Copy/paste prompt library (Google Calendar-ready)

Visibility & planning

  • “List my events for [day/week]. Summarize by theme and flag conflicts or overloaded days.”
  • “What are my gaps tomorrow? Find any 45+ minute free windows.”

Scheduling & free time

  • “Find the next 3 options for a [30/45/60/90]-minute meeting, between [time window], avoiding [days].”
  • “Find a 2-hour uninterrupted block next week for focused work.”

Creating events

  • “Create an event titled ‘___’ on [date] from [time]–[time]. Add this agenda in the description: …”
  • “Create a hold called ‘Focus Block’ for [duration] at the earliest slot tomorrow morning.”

Updating events

  • “Move ‘___’ to the next available slot this week (keep it before Thursday).”
  • “Update the title/description of ‘___’ to: …”
  • “Shorten/extend ‘___’ to [duration] and keep it in the same day.”

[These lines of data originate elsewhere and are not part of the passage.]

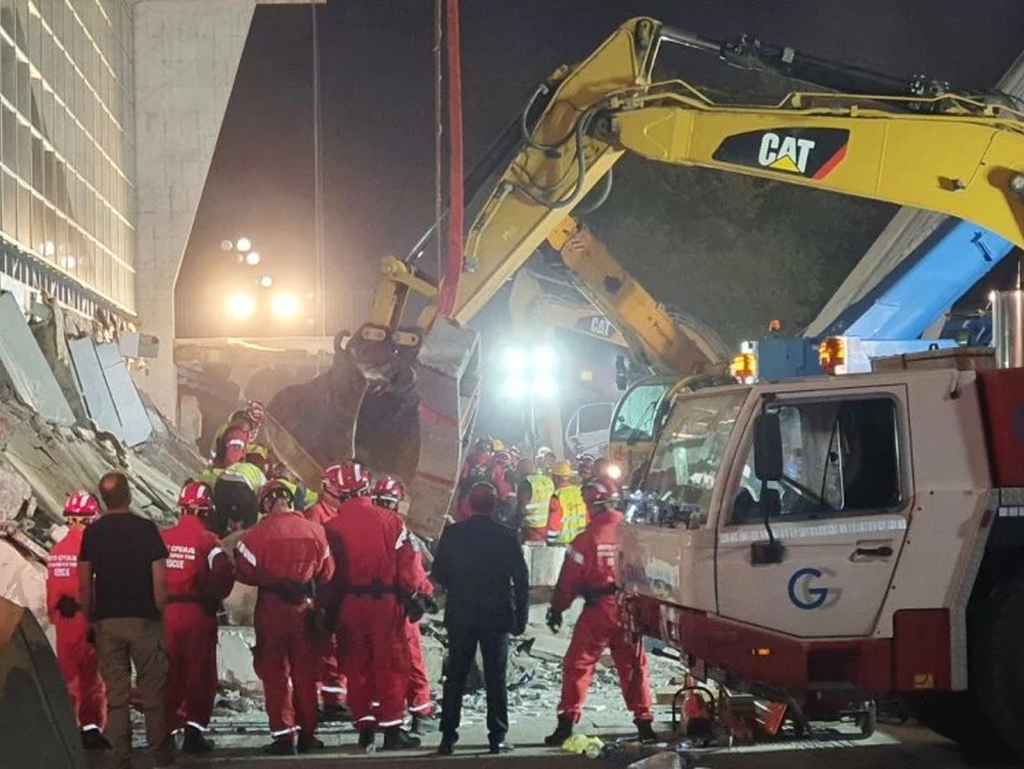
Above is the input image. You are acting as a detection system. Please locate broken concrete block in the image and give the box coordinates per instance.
[0,463,32,520]
[217,628,263,695]
[224,581,259,627]
[0,540,53,642]
[627,751,682,769]
[522,542,565,588]
[529,633,570,663]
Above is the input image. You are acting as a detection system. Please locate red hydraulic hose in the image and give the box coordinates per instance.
[437,0,464,317]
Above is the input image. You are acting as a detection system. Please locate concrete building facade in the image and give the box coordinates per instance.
[0,0,323,420]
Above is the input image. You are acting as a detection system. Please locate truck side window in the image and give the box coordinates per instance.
[730,397,903,523]
[627,391,746,529]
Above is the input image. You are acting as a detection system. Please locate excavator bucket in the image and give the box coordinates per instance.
[260,318,480,540]
[0,598,86,769]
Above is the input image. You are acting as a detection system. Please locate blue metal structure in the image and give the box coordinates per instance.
[825,219,1013,340]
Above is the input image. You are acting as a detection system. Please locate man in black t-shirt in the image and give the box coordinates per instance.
[78,472,174,767]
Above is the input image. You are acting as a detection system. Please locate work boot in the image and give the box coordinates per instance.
[409,713,437,734]
[318,702,352,723]
[437,734,456,756]
[383,726,420,751]
[544,716,575,747]
[181,726,213,754]
[298,734,324,753]
[82,729,111,751]
[633,720,657,742]
[359,729,377,747]
[263,734,298,756]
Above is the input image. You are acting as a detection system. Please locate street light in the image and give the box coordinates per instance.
[224,292,256,321]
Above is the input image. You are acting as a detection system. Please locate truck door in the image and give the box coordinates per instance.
[716,386,913,638]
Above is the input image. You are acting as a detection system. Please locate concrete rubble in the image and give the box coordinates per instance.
[0,293,678,741]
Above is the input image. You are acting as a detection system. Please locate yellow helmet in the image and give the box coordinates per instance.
[551,460,572,478]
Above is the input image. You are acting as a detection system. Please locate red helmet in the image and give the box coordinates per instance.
[321,465,345,497]
[583,477,622,508]
[469,480,498,515]
[65,492,99,518]
[338,460,370,497]
[178,480,213,514]
[577,454,597,478]
[246,400,266,427]
[256,478,295,513]
[371,475,406,507]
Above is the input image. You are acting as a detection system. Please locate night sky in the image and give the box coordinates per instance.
[177,0,1024,336]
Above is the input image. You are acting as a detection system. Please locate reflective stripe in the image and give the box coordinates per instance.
[718,517,906,545]
[522,473,555,528]
[206,547,223,568]
[552,483,587,545]
[234,540,256,566]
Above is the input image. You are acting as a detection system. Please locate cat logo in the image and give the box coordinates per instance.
[712,128,850,180]
[590,315,611,337]
[758,136,816,174]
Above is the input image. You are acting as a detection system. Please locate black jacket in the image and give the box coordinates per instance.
[430,515,529,635]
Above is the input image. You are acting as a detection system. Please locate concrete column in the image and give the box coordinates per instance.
[132,0,257,420]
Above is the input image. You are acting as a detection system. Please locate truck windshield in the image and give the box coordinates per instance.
[611,382,669,443]
[629,390,748,528]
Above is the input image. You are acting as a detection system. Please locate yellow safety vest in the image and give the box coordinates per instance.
[522,473,555,528]
[548,483,587,545]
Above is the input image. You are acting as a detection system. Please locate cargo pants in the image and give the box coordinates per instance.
[96,617,172,767]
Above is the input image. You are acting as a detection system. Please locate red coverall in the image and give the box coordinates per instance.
[160,515,234,732]
[302,499,347,704]
[551,510,653,721]
[325,497,423,730]
[234,510,334,739]
[46,526,106,731]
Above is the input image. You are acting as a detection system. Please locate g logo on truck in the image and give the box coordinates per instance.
[788,566,842,611]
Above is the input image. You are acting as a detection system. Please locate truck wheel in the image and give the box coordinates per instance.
[968,570,1024,758]
[907,691,996,747]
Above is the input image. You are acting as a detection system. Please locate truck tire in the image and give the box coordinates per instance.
[907,691,997,749]
[968,569,1024,760]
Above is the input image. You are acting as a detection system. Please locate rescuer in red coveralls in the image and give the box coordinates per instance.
[234,480,334,756]
[46,492,111,751]
[325,462,422,751]
[371,475,438,734]
[160,480,234,754]
[544,478,656,746]
[302,465,352,721]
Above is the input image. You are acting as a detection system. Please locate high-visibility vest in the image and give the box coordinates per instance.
[548,483,587,545]
[522,473,555,528]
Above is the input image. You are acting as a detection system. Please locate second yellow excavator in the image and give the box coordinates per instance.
[268,17,1024,538]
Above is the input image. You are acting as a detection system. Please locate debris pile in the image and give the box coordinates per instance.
[0,293,203,640]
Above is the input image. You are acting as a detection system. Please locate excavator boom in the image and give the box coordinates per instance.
[268,17,1024,538]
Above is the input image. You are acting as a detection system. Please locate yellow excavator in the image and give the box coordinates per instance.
[268,17,1024,539]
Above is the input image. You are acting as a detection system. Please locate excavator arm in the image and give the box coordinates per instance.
[268,17,1024,537]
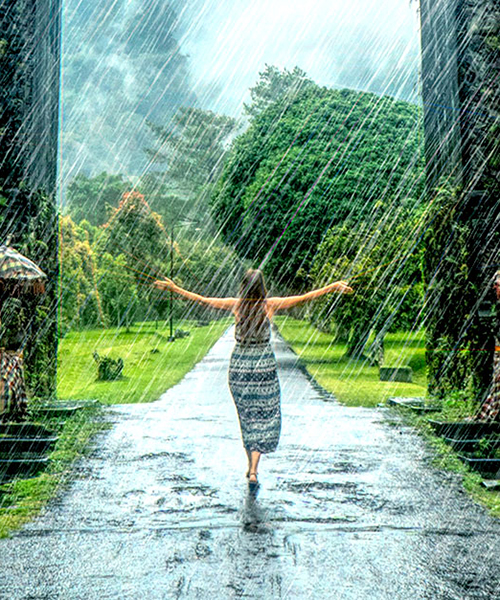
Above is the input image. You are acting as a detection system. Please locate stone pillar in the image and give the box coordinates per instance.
[0,0,61,397]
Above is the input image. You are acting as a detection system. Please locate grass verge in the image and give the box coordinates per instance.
[275,317,500,517]
[57,319,230,404]
[275,317,427,406]
[0,406,107,538]
[0,319,231,538]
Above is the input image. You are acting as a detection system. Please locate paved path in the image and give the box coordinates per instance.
[0,332,500,600]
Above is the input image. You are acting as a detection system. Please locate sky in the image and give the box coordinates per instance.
[60,0,420,178]
[179,0,420,116]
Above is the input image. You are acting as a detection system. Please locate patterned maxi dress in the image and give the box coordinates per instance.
[229,318,281,454]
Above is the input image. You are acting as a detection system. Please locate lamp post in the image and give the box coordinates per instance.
[168,220,175,342]
[168,219,199,342]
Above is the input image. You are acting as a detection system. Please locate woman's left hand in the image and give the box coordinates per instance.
[335,281,354,294]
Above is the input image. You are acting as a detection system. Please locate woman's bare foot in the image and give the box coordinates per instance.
[248,471,259,483]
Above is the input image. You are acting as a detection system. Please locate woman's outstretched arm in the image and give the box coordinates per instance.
[267,281,354,313]
[153,278,238,310]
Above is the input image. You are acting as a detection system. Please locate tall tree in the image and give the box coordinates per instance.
[244,65,314,118]
[212,85,423,286]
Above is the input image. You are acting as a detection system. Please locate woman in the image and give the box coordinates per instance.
[154,269,353,489]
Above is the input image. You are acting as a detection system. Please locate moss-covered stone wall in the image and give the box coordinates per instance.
[0,0,60,397]
[421,0,500,400]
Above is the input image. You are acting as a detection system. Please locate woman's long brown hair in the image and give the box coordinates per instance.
[236,269,267,337]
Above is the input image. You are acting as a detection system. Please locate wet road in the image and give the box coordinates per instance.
[0,332,500,600]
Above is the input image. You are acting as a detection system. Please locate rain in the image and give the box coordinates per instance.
[0,0,500,600]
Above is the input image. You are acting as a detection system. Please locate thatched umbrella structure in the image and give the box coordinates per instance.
[0,245,47,419]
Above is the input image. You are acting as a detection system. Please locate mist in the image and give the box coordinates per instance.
[60,0,420,183]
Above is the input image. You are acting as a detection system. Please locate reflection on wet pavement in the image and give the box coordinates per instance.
[0,332,500,600]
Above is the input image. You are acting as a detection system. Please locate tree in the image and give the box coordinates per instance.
[310,205,423,356]
[59,216,106,335]
[211,85,423,288]
[243,64,314,119]
[98,252,138,327]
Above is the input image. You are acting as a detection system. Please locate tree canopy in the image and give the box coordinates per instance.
[212,84,423,286]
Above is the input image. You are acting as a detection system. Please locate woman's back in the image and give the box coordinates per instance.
[235,299,271,344]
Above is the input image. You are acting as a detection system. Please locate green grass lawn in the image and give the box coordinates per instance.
[57,319,230,404]
[275,317,500,517]
[275,317,427,406]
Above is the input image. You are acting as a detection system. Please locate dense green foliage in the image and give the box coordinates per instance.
[212,85,422,287]
[244,65,314,118]
[424,186,493,397]
[310,206,422,356]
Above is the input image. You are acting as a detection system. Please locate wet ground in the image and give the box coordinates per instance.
[0,332,500,600]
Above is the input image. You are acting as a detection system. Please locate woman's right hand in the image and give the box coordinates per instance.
[153,277,177,291]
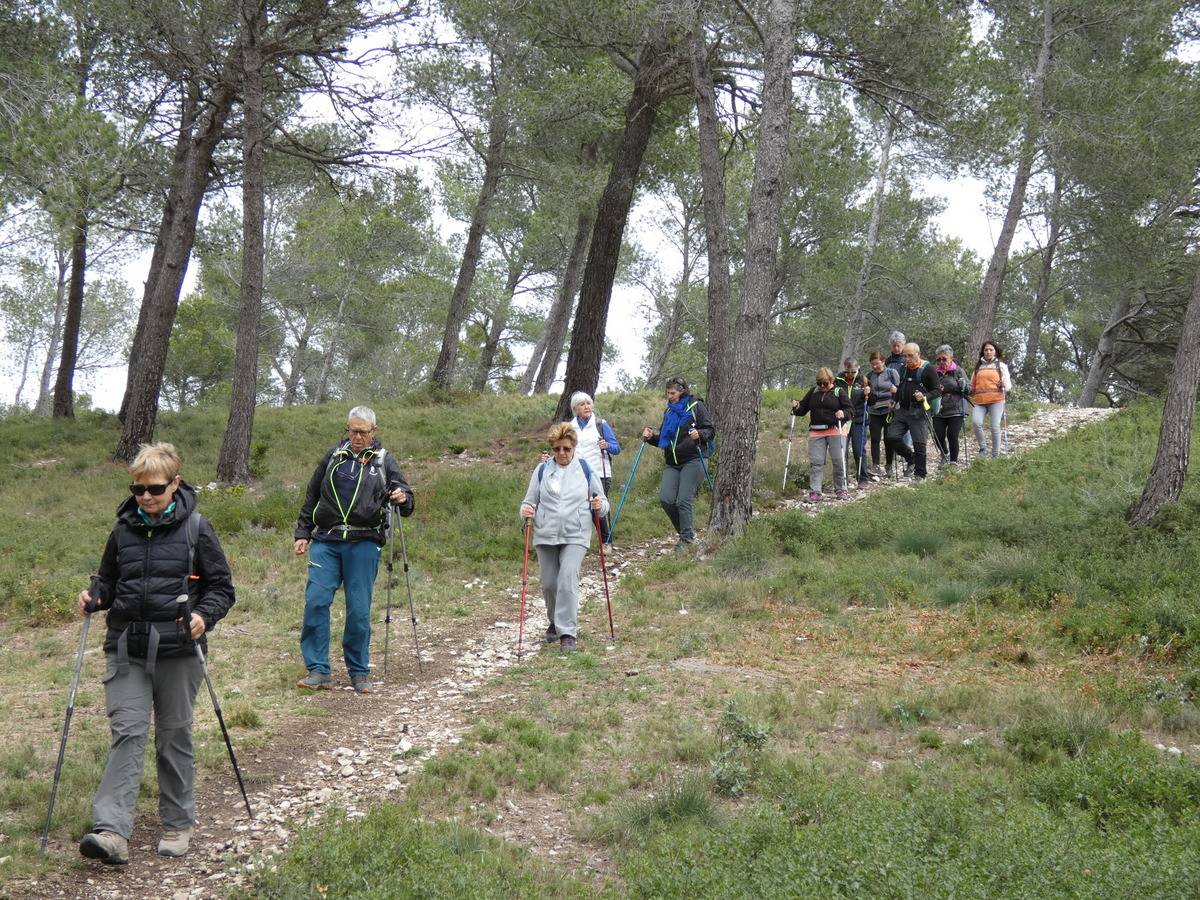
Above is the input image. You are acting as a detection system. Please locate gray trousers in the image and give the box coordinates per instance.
[659,457,704,544]
[538,544,588,637]
[809,434,846,493]
[971,400,1004,456]
[91,653,204,839]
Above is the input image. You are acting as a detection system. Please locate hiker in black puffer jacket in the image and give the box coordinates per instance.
[78,444,234,865]
[934,343,971,466]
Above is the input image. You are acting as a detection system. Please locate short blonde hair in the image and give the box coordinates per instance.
[130,442,182,481]
[546,422,580,446]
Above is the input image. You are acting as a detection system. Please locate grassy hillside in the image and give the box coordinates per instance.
[0,395,1200,896]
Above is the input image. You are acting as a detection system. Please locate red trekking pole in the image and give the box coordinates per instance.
[592,494,617,641]
[517,518,533,662]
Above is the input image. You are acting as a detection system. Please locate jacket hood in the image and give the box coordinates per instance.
[116,480,196,529]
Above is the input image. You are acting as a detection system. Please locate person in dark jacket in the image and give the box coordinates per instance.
[792,366,854,503]
[642,377,715,551]
[293,407,413,694]
[866,350,900,478]
[78,444,234,865]
[934,343,971,466]
[834,358,870,490]
[887,342,942,481]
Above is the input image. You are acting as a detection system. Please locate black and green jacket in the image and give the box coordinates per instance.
[293,438,413,544]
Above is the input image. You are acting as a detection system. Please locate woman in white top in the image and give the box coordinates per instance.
[566,391,620,544]
[521,422,608,652]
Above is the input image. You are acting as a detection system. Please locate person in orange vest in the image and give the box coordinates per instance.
[971,340,1013,458]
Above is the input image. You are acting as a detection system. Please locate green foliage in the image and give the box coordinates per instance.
[234,803,570,900]
[1004,706,1112,762]
[1027,732,1200,830]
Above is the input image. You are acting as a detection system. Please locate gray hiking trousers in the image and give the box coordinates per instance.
[809,434,846,493]
[659,456,704,544]
[91,653,204,839]
[538,544,588,637]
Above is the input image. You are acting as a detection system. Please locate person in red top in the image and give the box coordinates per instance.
[792,366,854,503]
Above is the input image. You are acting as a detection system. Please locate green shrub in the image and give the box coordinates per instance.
[1004,706,1112,762]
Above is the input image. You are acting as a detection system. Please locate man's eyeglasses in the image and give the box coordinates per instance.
[130,481,170,497]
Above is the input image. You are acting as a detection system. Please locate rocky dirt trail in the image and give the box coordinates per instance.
[18,408,1112,900]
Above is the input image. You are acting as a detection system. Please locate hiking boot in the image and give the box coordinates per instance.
[296,672,334,691]
[158,828,192,857]
[79,832,130,865]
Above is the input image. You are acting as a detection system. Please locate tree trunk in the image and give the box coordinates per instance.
[1075,294,1129,407]
[430,100,508,391]
[283,319,312,407]
[34,247,71,415]
[1021,173,1062,384]
[113,70,238,461]
[312,288,350,403]
[838,109,896,368]
[967,0,1055,354]
[696,22,732,415]
[709,0,799,534]
[1129,269,1200,526]
[217,0,266,484]
[533,211,595,394]
[646,204,696,388]
[542,35,671,421]
[54,209,88,419]
[472,253,524,392]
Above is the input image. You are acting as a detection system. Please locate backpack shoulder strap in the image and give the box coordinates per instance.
[187,512,200,580]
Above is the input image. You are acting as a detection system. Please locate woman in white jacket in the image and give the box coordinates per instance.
[566,391,620,544]
[521,422,608,653]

Best-practice scheduling formats InfuseOS can generate on demand

1) The “3-option scheduling” format (fastest for humans)

  • Option A: Day/time (with timezone)
  • Option B: Day/time
  • Option C: Day/time
    Then: “Pick A/B/C and I’ll book it.”

2) The “agenda-first meeting” format (meetings that end on time)

  • Objective (1 line)
  • Topics (3 bullets)
  • Decisions needed (1–2 bullets)
  • Prep (links/tasks)

3) The “batching week” format (less context switching)

  • Theme days (e.g., Mon internal, Tue customer, Wed recruiting)
  • Protected deep work blocks
  • Admin windows

Transparency: current Google Calendar limitations (today)

Our current Google Calendar integration is focused on listing events, reading details, creating/updating events, and finding free time.

Supported today

  • View your schedule (list events)
  • Pull event details
  • Create new events
  • Update existing events (reschedule/edit)
  • Find free time slots that match constraints

Not currently exposed (yet)

Depending on your desired workflow, here are common calendar actions that are not part of the current tool surface in this build:

  • Deleting/canceling events (vs. updating/rescheduling)
  • RSVP/accept/decline meeting invites
  • Advanced recurring rules management (beyond creating explicit blocks you approve)
  • Conference link creation/management and deep meeting settings (where applicable)
  • Bulk operations (“update 20 events at once”) without a confirm step

We keep it execution-focused and safe: inspect → propose → apply.

Why this matters: time is the most expensive workflow in your company

Most teams buy “automation” and still lose hours to scheduling. InfuseOS treats scheduling as an outcome:

You say what you want. We find time, book it, and keep your calendar coherent.